L’apport de ces dispositions n’est pas que théorique.
La consécration d’une obligation d’information précontractuelle doit conduire les parties à davantage de transparence, afin que leur accord repose sur de solides fondations.
Le devoir d’information précontractuelle : preuve. – L’efficacité du devoir d’information est dans la dépendance de la preuve de son existence et de son exécution par la partie qui en est « débitrice« .
À ce titre, l’article 1112-1 se démarque de la version antérieure prévue par le projet d’ordonnance, puisqu’un nouvel alinéa 4 précise qu' »Il incombe à celui qui prétend qu’une information lui était due de prouver que l’autre partie la lui devait, à charge pour cette autre partie de prouver qu’elle l’a fournie« .

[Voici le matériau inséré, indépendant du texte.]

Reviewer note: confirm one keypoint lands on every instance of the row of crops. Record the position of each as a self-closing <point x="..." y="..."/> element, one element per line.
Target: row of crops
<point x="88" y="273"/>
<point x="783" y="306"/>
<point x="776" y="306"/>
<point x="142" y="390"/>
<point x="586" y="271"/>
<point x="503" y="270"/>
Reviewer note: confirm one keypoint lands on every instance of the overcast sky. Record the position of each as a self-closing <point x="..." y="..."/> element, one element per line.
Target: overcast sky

Cet ajout, souhaité par les praticiens, ne serait qu’une reprise de la solution prétorienne.
Il reste que cette prétendue consécration légale est plutôt mal venue.

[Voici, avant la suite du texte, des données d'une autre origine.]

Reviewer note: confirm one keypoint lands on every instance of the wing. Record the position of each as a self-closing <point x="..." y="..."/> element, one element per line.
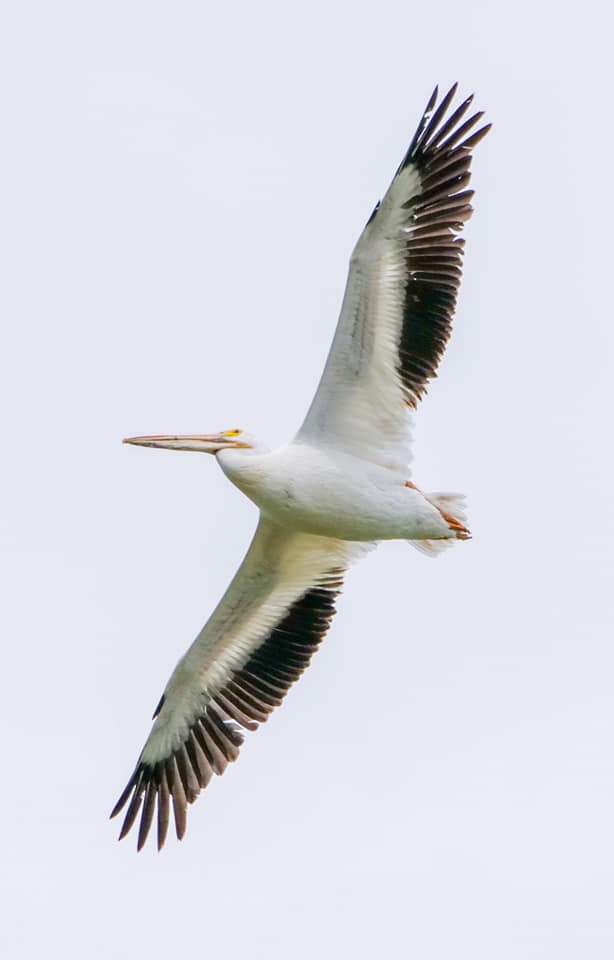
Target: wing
<point x="400" y="296"/>
<point x="256" y="644"/>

En affirmant que le demandeur doit prouver l’existence d’un devoir d’information à son profit, l’exigence de transparence s’en trouve fragilisée.
S’il est d’évidence que l’obligation contractuelle doit être prouvée pour en réclamer l’exécution ou se plaindre de sa méconnaissance, il est douteux que l’on puisse raisonner sur le même mode pour un devoir légal.
Cet alinéa, inutile, semble ainsi rendre le devoir d’information conditionnel.
Il apparaît à la lecture de l’alinéa 4 qu’il n’existe pas systématiquement – mais seulement dans certaines circonstances qu’il faut établir – et perd sa généralité.
Les précisions relatives au domaine du devoir d’information étaient bien suffisantes.
Le devoir d’information précontractuelle : domaine. – La délimitation du domaine est évidemment le point sensible.
Trop restreint, le devoir d’information ne contraint pas à une plus grande transparence.
Trop étendu, il déresponsabilise les parties qui doivent conserver un esprit critique et chercher à s’informer par leurs propres moyens.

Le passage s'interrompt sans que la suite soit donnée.